The recipe made was English muffin bread, a recipe I’ve had great success with from King Arthur Flour. (See my recipe pages for a link.) I found that the loaf size that comes from the King Arthur recipe made too small a loaf for my liking. I wanted to use the bread for toasting and for my lunches at work. The small loaf is very successful, just too small. I tripled the recipe through my Living Cookbook software and it, too, has been very successful.
I should provide some advice on adjusting recipes for baked goods. Given that baking is a lot about chemistry, adjusting the volume of a recipe can result in an undesired product. I would recommend any adjustments to volume be done at a time when you have the patience and funds to make a few bad versions. You may need to adjust the quantity of flour, yeast, liquids, acidity, etc. I don’t pretend to be an expert at the chemistry of baking.
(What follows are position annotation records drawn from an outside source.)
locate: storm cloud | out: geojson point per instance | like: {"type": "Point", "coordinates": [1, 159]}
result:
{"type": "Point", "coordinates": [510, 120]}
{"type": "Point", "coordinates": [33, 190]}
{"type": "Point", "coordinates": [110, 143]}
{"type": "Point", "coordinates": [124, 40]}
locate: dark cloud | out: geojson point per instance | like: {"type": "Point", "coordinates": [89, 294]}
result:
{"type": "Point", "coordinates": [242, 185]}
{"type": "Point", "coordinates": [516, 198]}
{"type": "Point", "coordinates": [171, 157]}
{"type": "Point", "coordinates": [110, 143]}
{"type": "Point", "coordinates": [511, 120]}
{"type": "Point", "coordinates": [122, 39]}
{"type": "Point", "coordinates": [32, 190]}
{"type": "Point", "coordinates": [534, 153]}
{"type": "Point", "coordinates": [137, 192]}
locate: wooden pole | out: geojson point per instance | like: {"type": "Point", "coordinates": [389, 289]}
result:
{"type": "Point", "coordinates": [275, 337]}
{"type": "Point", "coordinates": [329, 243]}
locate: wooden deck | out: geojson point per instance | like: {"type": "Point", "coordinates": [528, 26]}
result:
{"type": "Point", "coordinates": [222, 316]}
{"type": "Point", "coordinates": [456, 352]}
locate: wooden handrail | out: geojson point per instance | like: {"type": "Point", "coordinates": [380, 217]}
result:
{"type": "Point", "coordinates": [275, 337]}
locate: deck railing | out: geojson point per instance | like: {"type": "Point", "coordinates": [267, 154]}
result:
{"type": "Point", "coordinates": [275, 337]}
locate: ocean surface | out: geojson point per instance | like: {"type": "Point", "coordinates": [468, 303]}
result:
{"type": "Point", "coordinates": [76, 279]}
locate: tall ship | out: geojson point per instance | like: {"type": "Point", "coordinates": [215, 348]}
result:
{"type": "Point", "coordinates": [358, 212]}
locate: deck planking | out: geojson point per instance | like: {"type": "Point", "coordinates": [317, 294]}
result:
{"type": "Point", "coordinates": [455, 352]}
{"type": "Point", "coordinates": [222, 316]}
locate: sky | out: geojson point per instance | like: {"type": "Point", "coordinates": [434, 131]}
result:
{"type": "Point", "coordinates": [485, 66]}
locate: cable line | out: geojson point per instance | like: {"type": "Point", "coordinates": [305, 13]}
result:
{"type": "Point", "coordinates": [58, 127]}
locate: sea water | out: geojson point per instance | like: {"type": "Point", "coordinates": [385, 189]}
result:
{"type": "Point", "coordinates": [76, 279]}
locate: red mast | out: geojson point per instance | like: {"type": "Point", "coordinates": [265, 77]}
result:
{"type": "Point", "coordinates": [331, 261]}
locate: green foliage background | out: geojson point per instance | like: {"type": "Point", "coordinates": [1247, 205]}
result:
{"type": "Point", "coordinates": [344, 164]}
As you can see, I took some pictures today so that you can see my final product. Not the prettiest of loaves, we have cut them up and toasted a piece. As always, the King Arthur recipe came through. We’ll have toast for the week along with sandwich sized slices for my lunches. Several years ago, I learned of English muffin bread from a local commercial bakery called Natural Ovens. They used to make the most wonderful, large-slice loaves of English muffin bread.
The last thing that I want to talk about today are the pans used. My partner, Dale, brought several pans home from his parent’s house a few months ago. I always wonder what’s going to come home with him when he goes up to the house to prepare it for sale with his siblings. Sometimes there are exciting things that come home, sometimes there are very sentimental things that come home, and sometimes I have to bit my tongue and ignore what came across the threshold.
When the pans came in, I feared that they might be more sentimental and less functional. I was intrigued. They looked worn…a bit dirty. I asked Dale about the origins and the history. They were, in fact, used by his mother to bake bread for the family. The dirt? Not a chance. The dark (patina we’ll call it) came from years of baking. The dark coloring on the outside really has done a good job creating a nice brown crust. I’ll continue to use these pans well into the future. In addition to coming out with great bread, we’re going to continue on with Dale’s family history. I’ll think of Edith every time we make bread.